Ideas for Teaching Citizenship and Participation in our Democratic System--Getting Involved
Local Treasures
Take an Oral History-- A history of Your town through the words of the town elders.
Interview the older people in your community who have lived there all their lives to learn about its history. Ask them about the places they used to swim and explore when they were kids. Ask if those places still exist. If so, where are they? If not, what happened to them?
Ask them about what industries supported the community, whether farming was and is important and about programs in your community to preserve what farmland. Find out if local rivers are swimmable and fishable today.
A group trying to encourage people to appreciate the unique character of the place they lived began a project called Local Treasures. They asked people to tell them what local things, places and people were important to them.
You can do this, too!
Interview and, if possible, videotape your family and others in the community expressing what they find special about the place they live. If possible, videotape the places that they talk about and fade to the place as they are speaking.
Find out if these places are protected or are in danger of disappearing. Let people know how important it is to try to protect places and things they loved before they they are threatened.
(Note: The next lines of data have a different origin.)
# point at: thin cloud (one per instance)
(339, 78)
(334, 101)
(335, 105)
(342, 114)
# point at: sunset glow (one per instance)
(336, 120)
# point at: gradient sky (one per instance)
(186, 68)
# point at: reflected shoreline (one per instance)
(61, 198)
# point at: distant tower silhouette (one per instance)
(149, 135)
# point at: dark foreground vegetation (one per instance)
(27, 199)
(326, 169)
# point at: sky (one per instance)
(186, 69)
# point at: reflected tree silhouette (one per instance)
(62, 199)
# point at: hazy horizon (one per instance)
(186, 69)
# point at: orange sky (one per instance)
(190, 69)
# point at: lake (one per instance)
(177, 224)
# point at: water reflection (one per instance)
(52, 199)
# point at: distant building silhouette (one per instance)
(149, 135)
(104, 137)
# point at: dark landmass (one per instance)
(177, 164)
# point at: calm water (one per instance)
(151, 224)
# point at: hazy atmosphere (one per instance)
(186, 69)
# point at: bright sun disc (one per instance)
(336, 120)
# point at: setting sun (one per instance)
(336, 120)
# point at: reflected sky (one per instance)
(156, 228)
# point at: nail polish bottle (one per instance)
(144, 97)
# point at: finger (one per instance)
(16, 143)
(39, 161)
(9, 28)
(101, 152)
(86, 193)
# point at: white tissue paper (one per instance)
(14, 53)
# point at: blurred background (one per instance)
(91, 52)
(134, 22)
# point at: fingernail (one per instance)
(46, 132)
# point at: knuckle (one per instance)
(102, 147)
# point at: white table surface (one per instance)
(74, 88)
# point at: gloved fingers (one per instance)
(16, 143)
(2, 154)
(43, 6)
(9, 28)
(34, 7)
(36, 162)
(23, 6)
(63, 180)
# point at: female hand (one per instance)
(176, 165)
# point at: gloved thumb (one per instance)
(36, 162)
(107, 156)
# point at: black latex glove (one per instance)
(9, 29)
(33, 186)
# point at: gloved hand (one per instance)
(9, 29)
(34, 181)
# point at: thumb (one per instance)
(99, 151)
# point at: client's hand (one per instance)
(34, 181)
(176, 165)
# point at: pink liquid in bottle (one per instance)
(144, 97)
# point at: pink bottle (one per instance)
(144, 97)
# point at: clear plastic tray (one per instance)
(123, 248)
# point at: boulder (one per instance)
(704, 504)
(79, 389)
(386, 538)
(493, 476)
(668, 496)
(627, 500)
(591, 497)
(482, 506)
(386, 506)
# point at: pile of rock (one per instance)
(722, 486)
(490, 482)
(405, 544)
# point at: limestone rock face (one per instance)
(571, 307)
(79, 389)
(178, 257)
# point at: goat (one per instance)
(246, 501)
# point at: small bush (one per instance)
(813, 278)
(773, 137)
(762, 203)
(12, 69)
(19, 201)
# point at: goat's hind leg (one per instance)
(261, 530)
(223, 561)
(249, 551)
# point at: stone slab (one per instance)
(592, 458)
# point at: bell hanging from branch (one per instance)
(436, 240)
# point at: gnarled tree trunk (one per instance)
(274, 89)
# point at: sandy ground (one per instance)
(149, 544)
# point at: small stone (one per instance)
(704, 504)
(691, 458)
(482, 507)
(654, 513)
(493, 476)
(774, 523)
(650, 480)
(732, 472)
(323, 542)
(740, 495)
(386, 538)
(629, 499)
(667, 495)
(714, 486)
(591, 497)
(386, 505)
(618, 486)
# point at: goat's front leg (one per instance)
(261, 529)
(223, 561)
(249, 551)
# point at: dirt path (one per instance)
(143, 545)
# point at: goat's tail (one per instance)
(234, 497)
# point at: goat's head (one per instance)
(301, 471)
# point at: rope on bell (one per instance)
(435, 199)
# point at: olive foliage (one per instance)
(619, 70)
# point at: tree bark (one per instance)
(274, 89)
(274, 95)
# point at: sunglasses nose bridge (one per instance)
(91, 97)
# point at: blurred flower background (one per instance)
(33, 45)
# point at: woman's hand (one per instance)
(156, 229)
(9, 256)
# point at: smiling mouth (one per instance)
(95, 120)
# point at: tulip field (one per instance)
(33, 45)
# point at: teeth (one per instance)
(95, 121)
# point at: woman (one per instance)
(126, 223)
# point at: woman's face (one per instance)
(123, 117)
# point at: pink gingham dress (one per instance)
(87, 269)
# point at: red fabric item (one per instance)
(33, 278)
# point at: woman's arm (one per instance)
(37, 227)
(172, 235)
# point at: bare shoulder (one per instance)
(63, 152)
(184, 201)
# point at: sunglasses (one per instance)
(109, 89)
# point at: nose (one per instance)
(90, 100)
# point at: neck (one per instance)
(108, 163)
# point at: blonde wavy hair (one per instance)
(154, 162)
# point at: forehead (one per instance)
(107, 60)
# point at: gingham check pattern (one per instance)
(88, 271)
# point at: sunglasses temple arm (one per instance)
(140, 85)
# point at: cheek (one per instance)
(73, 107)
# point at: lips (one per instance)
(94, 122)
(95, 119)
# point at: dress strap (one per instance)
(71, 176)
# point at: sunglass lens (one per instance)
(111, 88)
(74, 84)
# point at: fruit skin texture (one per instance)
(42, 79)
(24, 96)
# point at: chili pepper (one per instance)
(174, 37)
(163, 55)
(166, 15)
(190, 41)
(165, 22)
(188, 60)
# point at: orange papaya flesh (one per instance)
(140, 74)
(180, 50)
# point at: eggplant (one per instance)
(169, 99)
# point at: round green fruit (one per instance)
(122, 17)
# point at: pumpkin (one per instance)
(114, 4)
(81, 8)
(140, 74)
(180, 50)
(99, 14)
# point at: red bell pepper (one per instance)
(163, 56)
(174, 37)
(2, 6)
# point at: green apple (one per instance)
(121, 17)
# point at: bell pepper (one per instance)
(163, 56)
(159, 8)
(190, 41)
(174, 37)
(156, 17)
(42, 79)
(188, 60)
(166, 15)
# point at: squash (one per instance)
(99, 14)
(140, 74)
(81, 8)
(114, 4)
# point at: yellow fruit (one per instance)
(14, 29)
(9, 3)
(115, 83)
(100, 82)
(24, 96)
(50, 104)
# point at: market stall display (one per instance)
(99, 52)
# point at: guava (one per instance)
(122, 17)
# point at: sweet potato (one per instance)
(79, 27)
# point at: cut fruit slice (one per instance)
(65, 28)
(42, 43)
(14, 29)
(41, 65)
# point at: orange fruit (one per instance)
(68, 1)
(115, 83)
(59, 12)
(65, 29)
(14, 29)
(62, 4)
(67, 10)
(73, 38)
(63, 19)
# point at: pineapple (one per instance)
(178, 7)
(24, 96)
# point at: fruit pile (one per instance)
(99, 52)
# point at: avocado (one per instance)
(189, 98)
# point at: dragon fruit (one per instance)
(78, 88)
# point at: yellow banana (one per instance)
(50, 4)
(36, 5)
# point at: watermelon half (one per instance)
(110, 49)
Kids Making A Difference in the World
Children convinced MacDonalds to use recycled cardboard containers instead of styrofoam. Kids were responsible for getting the tunafish companies to stop fishing for tuna in places where dolphins would get caught in their nets. Children helped to save Belt Woods in Maryland. Children saved an old growth forest in Michigan and the oldest cypress swamp in Coral Springs, Florida. Kids, you can make a difference in the world!